Craft::info($message, $category);
3
  • Thanks Robin - I've just given that a go. It works, but a single request to an empty plugin action generates 500 lines of crap in the web.log file (DB connections, queries, php globals like $_SERVER) - with my one entry nestled somewhere in the middle. That makes it pretty unusable. If that's the best it can manage I'm going to have to write a logging system on top of what I'm doing.
    – JamesNZ
    Mar 6, 2018 at 0:09
  • You should be using the Yii2 Debug Toolbar for this... enable it on your Account page in the AdminCP. It lets you search, sort, and filter through the logs very easily. Mar 6, 2018 at 6:25
  • Not in love with the debug toolbar - seems to require a lot of reloading when debugging e.g. ajax requests - would be much better if it did live filtering/updating. And the separate plugin log files were great for longer term monitoring of things... Oct 11, 2018 at 6:05
14

Another perhaps simpler approach is to write to your own log file without using the Craft logger at all.

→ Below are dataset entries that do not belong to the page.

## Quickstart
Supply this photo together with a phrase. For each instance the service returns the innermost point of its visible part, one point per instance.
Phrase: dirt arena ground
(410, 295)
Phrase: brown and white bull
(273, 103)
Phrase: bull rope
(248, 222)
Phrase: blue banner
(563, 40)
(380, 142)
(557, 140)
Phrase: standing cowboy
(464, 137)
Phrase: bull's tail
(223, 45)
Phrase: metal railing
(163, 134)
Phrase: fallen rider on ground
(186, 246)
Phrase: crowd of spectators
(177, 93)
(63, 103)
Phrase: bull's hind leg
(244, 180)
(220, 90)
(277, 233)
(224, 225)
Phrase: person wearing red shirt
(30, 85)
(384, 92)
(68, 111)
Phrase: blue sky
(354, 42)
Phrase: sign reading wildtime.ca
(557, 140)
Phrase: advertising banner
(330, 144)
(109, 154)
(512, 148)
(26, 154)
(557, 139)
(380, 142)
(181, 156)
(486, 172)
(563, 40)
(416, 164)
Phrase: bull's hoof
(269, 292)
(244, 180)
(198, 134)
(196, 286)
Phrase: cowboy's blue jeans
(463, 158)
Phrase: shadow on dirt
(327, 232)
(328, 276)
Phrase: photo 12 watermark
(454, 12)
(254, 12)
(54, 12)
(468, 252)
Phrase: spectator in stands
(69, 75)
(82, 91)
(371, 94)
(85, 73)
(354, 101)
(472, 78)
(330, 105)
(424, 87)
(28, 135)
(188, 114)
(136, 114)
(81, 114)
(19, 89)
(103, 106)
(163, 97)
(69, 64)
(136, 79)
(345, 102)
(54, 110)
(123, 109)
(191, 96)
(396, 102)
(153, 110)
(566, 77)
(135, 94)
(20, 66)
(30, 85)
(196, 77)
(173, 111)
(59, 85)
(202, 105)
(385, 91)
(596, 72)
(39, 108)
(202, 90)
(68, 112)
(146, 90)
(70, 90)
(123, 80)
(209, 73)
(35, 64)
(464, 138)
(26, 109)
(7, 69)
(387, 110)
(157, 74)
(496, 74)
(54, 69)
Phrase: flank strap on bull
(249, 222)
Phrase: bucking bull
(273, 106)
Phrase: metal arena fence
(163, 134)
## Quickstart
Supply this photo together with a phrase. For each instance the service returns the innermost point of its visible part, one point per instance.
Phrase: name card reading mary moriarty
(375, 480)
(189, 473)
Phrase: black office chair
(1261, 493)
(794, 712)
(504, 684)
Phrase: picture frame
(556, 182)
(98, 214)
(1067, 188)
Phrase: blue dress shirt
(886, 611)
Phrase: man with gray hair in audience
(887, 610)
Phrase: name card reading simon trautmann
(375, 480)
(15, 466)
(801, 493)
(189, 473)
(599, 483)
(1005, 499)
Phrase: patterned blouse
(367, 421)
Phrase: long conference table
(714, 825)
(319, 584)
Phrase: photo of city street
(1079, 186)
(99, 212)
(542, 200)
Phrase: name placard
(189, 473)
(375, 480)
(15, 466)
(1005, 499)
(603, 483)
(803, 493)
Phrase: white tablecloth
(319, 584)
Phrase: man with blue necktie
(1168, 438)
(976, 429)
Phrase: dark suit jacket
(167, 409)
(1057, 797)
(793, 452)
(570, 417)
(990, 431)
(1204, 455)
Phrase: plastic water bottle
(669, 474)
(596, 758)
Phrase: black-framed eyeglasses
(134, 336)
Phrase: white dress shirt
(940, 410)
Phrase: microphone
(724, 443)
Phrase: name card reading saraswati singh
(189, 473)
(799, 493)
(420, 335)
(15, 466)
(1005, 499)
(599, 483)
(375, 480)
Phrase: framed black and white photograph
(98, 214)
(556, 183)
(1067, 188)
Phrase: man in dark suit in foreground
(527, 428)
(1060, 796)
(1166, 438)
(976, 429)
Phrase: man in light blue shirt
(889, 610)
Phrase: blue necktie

$file = Craft::getAlias('@storage/logs/pluginhandle.log');
$log = date('Y-m-d H:i:s').' '.$message."\n";

\craft\helpers\FileHelper::writeToFile($file, $log, ['append' => true]);

UPDATE:

I released the Log To File Helper which provides a simple way for logging messages to a specific file and is intended to be used a helper class for modules and plugins.

3
  • 1
    Although Robin's answer was technically the most correct for the question, yours was the one I went with Ben. In my custom plugins I've written a logging service which handles basically doing what you've got above. Thanks for the suggestion.
    – JamesNZ
    Nov 13, 2018 at 3:42
  • Yeah it's sometimes nicer to have a log file dedicated to a plugin. I sometimes put the logic above in the main plugin file as a static method, makes calling it as simple as MyPlugin::$plugin->log(message), but a logging service works too, especially when the logging is a bit more involved.
    – Ben Croker
    Nov 13, 2018 at 7:33
  • I added the Log To File Helper to the answer which I now use for logging in all of my plugins.
    – Ben Croker
    Jul 1, 2019 at 13:10
3

web.log is incredibly verbose, I agree. I think Andrew Welch is right that you should use the Yii2 Debug Toolbar for elaborate stuff, but if you just need some one-line logs to get your bearings in a method, I'd set up the log statement like this:

Craft::info("hello!", __METHOD__);

That second parameter will categorize your call with the method you're calling the log function from. Then, to filter it out from all the rest of web.log, you can run a tail command with a filter on it. Assuming you've got a Unix shell, something like this.

tail -f web.log | grep "YourMethodName"

So now as you execute your commands and trigger the log statements, you'll only see those that are coming from the method you're debugging.